My colleague over at the Tribune, Pulitzer-Prize winner Mary Schmich, wrote an interesting column last week pointing out “There are no celebrities in Chicago.” Oprah? Gone. Jordan? Gone. “Hugh Hefner?” she writes. “Moved to LA. Barack Obama? Moved to D.C.”

She concludes her column with, I believe, a misstep, suggesting reluctantly that the city’s one true celebrity is Rahm Emanuel. It might seem like that, and he does have solid connections in the stratosphere of money and power. But if celebrity means that regular folk care about you, that ain’t Rahm. My agent just spent six months trying to sell a book about Rahm, and the publishing world’s reaction fell into two camps: a) Nobody cares about Rahm Emanuel, and b) his brother’s book sold just 4,000 copies for Random House.

I’m not criticizing Mary. I just want to draw a different conclusion from her premise, maybe move the ball forward a few yards from where she left it. She is correct, Chicago does not have any real celebrities now. But, as she notes, we did: Oprah and Jordan and Al Capone and such. And it will again, as Obama is a reminder. Maybe he’ll move back here. If not, someone else will arrive, or arise. Chicago will never have the galaxy of stars found around Los Angeles, because they have the movies. Nor can we match New York’s density. But we will have a few. Making us lucky, because seeing them come and go teaches us: fame fleets.

It fleets for individuals. When I taught journalism at Loyola, I asked the 21 students in my class if the name “Mike Royko” meant anything to them. One hand went up.

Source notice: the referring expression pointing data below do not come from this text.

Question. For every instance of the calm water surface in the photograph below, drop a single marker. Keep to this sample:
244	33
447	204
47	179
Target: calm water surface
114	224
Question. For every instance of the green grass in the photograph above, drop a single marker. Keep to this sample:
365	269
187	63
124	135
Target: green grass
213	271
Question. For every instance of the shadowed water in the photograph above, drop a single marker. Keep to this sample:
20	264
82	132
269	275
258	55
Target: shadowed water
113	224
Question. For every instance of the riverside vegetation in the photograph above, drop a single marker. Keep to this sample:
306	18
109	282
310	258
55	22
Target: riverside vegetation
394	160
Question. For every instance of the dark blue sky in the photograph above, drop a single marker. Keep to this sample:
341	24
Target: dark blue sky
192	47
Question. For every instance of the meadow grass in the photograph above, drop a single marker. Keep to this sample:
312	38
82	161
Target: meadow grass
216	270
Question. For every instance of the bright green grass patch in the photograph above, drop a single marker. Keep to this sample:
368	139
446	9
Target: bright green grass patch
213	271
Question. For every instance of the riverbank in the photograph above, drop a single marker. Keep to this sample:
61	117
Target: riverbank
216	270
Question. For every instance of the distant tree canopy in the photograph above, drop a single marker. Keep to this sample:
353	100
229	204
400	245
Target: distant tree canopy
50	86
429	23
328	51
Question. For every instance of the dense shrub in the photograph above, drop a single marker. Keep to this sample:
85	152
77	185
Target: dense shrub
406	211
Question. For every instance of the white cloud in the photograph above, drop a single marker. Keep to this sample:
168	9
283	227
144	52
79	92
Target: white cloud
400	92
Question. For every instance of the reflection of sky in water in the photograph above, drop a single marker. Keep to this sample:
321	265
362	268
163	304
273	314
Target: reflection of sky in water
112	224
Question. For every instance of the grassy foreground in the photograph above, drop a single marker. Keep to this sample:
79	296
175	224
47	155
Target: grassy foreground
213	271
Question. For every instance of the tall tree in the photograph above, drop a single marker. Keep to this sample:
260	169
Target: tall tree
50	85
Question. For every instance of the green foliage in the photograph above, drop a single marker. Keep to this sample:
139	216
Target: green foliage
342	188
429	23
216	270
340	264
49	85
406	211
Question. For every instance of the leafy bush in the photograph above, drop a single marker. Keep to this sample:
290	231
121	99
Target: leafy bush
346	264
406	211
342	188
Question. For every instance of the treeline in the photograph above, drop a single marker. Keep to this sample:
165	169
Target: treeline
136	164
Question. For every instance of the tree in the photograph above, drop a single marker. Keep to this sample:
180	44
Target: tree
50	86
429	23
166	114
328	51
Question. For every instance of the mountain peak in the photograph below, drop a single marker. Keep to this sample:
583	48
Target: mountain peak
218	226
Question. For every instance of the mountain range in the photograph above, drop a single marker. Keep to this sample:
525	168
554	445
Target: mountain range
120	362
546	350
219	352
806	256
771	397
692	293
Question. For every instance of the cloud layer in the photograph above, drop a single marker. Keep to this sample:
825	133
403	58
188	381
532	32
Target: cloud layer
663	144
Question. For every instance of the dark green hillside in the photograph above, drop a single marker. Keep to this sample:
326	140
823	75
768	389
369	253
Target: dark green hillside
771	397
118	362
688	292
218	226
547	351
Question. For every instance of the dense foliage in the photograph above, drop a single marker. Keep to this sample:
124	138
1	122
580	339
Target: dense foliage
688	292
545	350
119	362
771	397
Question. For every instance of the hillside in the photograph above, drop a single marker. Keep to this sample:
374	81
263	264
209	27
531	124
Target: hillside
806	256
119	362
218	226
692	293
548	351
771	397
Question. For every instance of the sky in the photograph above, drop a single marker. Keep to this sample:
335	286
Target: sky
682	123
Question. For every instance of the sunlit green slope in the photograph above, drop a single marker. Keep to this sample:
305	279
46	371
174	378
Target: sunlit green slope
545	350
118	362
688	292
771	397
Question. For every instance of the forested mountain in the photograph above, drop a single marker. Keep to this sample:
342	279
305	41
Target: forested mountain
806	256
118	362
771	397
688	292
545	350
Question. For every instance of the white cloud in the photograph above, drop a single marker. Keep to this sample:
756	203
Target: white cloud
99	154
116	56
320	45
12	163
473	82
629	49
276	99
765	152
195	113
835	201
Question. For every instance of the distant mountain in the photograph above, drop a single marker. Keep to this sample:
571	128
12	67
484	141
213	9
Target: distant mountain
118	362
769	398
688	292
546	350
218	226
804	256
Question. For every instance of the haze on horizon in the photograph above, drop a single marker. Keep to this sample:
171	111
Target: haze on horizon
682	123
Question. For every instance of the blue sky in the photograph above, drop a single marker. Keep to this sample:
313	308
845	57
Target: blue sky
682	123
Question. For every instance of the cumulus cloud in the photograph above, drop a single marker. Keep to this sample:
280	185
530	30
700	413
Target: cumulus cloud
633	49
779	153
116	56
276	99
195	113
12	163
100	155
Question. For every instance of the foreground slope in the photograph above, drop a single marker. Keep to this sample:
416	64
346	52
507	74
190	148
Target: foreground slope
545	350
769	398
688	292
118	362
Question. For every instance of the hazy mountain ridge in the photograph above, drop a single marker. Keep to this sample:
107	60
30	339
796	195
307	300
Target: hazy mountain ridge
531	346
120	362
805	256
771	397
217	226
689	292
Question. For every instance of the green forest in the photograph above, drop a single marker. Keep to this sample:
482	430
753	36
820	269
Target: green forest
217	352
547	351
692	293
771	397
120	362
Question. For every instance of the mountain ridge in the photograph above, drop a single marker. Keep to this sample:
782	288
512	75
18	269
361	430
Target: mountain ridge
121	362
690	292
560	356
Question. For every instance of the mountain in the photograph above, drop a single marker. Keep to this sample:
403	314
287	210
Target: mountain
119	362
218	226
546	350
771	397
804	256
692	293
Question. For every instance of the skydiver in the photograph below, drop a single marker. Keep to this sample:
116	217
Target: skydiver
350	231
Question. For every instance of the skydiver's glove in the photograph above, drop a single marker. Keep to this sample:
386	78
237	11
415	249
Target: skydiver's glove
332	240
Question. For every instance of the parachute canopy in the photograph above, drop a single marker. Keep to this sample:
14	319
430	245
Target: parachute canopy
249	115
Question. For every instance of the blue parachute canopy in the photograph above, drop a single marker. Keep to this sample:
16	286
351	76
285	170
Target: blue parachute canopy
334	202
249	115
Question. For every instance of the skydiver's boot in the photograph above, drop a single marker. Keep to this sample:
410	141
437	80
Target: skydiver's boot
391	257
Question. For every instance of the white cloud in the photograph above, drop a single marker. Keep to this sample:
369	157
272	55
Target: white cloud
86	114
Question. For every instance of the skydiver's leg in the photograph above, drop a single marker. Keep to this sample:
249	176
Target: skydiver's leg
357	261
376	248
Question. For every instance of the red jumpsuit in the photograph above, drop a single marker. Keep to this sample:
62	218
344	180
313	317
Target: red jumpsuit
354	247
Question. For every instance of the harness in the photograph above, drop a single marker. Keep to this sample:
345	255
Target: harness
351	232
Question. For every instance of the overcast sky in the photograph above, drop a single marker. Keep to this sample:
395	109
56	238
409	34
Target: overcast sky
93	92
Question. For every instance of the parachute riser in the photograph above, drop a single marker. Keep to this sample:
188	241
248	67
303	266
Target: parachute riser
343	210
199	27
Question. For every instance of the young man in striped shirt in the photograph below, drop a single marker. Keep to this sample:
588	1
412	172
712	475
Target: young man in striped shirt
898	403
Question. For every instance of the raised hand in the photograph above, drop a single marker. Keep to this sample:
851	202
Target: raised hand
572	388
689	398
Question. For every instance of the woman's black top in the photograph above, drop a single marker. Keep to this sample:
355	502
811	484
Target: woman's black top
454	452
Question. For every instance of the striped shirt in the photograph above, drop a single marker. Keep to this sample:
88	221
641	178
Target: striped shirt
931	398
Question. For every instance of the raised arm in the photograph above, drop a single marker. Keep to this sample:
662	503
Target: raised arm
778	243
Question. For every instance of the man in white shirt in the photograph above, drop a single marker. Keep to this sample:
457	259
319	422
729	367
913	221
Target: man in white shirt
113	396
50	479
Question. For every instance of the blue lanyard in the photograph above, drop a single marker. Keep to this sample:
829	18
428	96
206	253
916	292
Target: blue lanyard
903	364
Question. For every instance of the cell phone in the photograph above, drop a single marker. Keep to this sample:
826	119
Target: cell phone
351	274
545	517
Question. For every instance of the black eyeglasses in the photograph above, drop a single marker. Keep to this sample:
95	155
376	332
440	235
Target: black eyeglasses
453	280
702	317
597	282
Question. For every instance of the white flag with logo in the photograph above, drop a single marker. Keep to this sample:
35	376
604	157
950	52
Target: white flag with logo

And it fleets for cities. Chicago won’t be a lesser place if the Obamas settle in Hawaii. It’ll be better. We’ll all be spared the stress of bumping into the former president, of having him blow past us in line at Starbucks. The glitter celebrities bring is more than offset by the hassle of having them. Lack of celebrities is just another reason Chicago excels as a place to live. Don’t tell them.